HIGH-PROFILE partnering deals have included Eli Lilly & Co.'s licensing of a Glenmark pain drug in Phase II clinical trials, a major R&D alliance between Ranbaxy and GlaxoSmithKline, and an oncology drug target pact between NPIL and Merck.
"There's been a perceptible change in the views of analysts following our deals with Lilly and Merck," NPIL's Sivaramakrishnan notes.
Eventually, however, Indian companies would like to bring their drugs to market by themselves. NPIL has repeatedly stated that it would like to market its own drug by 2010 or 2011, with the lofty goal of developing that drug for under $100 million.
And though Dr. Reddy's current strategy is to work with partners after the proof-of-concept stage or around Phase II trials, the long-term plan is to commercialize products by itself. Kumar likens the evolution of Indian drug companies to that of those in Japan, which first strengthened their basic research capabilities, then learned the drug development process from their partners.
"There's no reason why Dr. Reddy's couldn't do a Phase III trial itself," Kumar says. "But we wouldn't want to do that until we have the right skills, particularly since a Phase III trial is so resource-consuming."
Such ambitions are admirable, but could be years off closing the science gap, which will require teaching an industry how to discover and develop novel drugs, will not be completed overnight.

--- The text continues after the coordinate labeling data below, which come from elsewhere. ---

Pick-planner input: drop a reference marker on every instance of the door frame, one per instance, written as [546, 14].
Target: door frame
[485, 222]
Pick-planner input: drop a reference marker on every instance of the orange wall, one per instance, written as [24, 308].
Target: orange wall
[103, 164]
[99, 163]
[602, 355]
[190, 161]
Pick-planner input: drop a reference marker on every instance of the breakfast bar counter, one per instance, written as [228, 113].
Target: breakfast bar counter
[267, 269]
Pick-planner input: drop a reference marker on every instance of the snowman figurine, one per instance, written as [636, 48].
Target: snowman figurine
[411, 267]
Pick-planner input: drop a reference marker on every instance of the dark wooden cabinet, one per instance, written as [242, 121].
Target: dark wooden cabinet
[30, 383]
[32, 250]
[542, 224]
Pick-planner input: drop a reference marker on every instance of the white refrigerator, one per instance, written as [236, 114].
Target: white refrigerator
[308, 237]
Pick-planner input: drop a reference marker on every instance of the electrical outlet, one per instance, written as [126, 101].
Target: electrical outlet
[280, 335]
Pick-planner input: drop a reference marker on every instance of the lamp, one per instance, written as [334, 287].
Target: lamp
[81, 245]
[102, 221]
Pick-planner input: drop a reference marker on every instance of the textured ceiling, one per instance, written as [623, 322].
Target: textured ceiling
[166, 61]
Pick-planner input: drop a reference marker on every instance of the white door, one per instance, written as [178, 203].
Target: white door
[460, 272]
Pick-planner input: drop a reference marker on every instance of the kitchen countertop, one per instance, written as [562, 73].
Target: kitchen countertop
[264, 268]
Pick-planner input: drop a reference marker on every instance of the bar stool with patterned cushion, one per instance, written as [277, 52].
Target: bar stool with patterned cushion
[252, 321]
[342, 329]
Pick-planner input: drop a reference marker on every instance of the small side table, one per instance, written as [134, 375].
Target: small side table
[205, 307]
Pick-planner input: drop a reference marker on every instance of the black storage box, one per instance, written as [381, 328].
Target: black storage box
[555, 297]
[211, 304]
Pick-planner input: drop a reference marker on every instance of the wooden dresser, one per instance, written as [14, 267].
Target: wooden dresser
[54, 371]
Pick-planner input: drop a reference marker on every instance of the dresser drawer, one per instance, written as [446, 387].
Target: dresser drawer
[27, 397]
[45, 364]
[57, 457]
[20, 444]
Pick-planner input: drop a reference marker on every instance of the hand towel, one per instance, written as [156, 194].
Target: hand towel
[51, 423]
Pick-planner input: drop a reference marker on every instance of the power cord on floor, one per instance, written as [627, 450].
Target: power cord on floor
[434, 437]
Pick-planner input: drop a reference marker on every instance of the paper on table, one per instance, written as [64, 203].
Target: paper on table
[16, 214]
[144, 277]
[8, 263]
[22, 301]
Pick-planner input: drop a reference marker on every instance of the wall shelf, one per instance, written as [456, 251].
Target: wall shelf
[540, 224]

But the maturation of one company can really catalyze the industry, Loren notes. In the U.S. industry, for example, early successes at Amgen and Genentech created a team of experienced scientists who eventually moved to other biotech firms, essentially seeding the industry. In India, Loren expects that Dr. Reddy's, which has the most developed program, will likely plant those seeds.
And as Indian companies begin to generate money, they may acquire small U.S. biotech firms that will bolster their pipelines and supply some of the R&D know-how the industry is lacking.
"This is not an overnight process," Loren says. "There are some who simply believe that sheer numbers are going to push this industry forward, but that's not how it works." Instead, there's a natural evolution happening that will, Loren predicts, make India a global contender in drug discovery within the next decade.